AKM Manjur Alam, investigation officer of the case and officer-in-charge of Cox's Bazar Detective Branch of police, said they found Uttam's involvement after investigation. He, however, said everything would become clear once Uttam is traced.
When our correspondent, with the help of a Buddhist community leader, visited Rita in Merungloya on Saturday, she first declined to talk, saying, “What is the use of writing all this?”
Then she said, “Police framed my innocent husband.
"I have to hide my identity to move on...we have been ostracised after police submitted charge sheet implicating him. Many people look upon us with sheer hatred.”
Choking back emotion, she said, “I am a heart patient. My driver father is now in his death bed, but we cannot afford his treatment … I have sold out kitchen utensils to buy food for my son.”
On August 12 last year, Rita wrote to the prime minister seeking her intervention in finding her husband, but to no avail. She tried but failed to meet the PM when the latter visited Ramu to inaugurate the renovated temples on September 3 last year.

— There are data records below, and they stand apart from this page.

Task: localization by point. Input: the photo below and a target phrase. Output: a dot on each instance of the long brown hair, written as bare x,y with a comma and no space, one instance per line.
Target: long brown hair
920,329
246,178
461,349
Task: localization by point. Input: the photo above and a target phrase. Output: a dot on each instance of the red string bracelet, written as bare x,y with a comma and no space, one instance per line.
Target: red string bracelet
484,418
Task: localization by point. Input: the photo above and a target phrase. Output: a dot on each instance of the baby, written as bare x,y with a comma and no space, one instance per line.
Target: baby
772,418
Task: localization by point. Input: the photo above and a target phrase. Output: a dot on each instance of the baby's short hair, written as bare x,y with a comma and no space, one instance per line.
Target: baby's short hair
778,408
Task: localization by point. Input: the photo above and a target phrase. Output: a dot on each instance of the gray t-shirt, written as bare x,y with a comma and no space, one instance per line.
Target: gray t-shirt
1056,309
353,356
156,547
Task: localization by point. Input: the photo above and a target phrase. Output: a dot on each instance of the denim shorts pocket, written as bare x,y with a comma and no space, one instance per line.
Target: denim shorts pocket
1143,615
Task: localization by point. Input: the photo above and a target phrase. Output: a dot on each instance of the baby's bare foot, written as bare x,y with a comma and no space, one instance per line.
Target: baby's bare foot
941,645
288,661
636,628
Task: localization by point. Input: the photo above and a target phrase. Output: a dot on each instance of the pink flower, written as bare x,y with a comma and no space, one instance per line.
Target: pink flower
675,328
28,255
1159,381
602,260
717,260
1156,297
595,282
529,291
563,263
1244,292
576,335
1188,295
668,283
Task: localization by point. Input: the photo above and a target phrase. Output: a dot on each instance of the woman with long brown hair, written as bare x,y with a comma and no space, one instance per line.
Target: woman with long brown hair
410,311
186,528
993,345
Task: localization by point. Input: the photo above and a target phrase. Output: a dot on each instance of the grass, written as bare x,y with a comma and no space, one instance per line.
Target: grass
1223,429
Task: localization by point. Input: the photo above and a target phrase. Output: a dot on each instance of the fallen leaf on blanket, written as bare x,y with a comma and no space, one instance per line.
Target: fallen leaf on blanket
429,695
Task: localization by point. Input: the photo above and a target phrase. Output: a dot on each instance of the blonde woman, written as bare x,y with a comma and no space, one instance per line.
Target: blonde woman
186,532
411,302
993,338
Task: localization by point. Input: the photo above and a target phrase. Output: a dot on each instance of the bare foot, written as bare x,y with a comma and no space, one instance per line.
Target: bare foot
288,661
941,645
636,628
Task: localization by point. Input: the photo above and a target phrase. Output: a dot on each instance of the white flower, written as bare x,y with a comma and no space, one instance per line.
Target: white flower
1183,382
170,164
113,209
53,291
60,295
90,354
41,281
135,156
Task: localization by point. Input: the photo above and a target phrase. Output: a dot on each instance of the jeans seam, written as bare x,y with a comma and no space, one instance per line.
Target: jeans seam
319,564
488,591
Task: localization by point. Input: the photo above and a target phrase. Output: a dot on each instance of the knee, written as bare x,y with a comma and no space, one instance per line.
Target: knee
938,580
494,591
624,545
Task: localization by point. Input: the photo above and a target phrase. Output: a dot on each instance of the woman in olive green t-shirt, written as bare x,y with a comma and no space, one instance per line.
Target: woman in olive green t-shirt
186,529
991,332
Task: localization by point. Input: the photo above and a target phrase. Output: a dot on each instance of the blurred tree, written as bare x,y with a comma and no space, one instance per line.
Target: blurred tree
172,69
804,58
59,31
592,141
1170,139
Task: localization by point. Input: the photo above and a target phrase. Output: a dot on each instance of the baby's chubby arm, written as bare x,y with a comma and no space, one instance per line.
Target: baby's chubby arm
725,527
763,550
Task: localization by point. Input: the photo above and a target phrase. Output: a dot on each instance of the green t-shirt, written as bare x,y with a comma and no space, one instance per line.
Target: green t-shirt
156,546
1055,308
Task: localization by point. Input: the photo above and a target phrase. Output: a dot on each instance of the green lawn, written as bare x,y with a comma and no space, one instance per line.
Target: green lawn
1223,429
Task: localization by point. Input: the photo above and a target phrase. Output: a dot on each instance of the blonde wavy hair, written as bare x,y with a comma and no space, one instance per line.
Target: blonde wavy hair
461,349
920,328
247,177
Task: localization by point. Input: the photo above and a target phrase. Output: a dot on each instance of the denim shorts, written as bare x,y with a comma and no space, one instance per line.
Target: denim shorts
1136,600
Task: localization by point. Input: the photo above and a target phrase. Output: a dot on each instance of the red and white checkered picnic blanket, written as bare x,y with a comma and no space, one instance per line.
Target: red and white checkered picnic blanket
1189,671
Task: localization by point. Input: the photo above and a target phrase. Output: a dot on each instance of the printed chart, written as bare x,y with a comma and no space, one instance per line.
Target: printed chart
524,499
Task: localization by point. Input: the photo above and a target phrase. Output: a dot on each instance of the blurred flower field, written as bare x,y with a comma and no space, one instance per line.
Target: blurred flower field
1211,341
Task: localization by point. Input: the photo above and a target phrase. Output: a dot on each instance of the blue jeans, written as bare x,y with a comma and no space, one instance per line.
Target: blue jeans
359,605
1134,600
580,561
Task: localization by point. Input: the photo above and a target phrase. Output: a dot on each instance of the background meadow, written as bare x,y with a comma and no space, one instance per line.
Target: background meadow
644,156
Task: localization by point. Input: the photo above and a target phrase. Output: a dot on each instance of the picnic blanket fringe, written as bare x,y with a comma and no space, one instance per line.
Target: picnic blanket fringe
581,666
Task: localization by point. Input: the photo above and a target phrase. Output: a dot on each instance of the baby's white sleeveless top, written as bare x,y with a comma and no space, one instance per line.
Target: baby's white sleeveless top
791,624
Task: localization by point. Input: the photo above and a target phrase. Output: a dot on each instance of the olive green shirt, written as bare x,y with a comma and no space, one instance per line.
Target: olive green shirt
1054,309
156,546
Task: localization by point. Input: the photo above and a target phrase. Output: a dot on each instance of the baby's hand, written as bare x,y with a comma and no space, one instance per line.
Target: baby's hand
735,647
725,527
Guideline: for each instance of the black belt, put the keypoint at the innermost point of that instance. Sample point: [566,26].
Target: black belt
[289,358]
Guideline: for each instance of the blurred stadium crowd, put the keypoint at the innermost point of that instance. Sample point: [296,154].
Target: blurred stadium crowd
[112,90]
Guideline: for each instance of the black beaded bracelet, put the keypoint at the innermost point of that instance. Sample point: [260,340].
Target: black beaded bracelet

“In the last two years, I didn't get any assistance either from the government or any non-government organisation or any individual.”
The story doesn't end here.
The family is yet to know that senior judicial magistrate of Cox's Bazar on June 5 this year ordered confiscating the moveable properties of Uttam and another accused, Abul Kashem, “as they remain absconding”. Process is on for this, said Ramu police.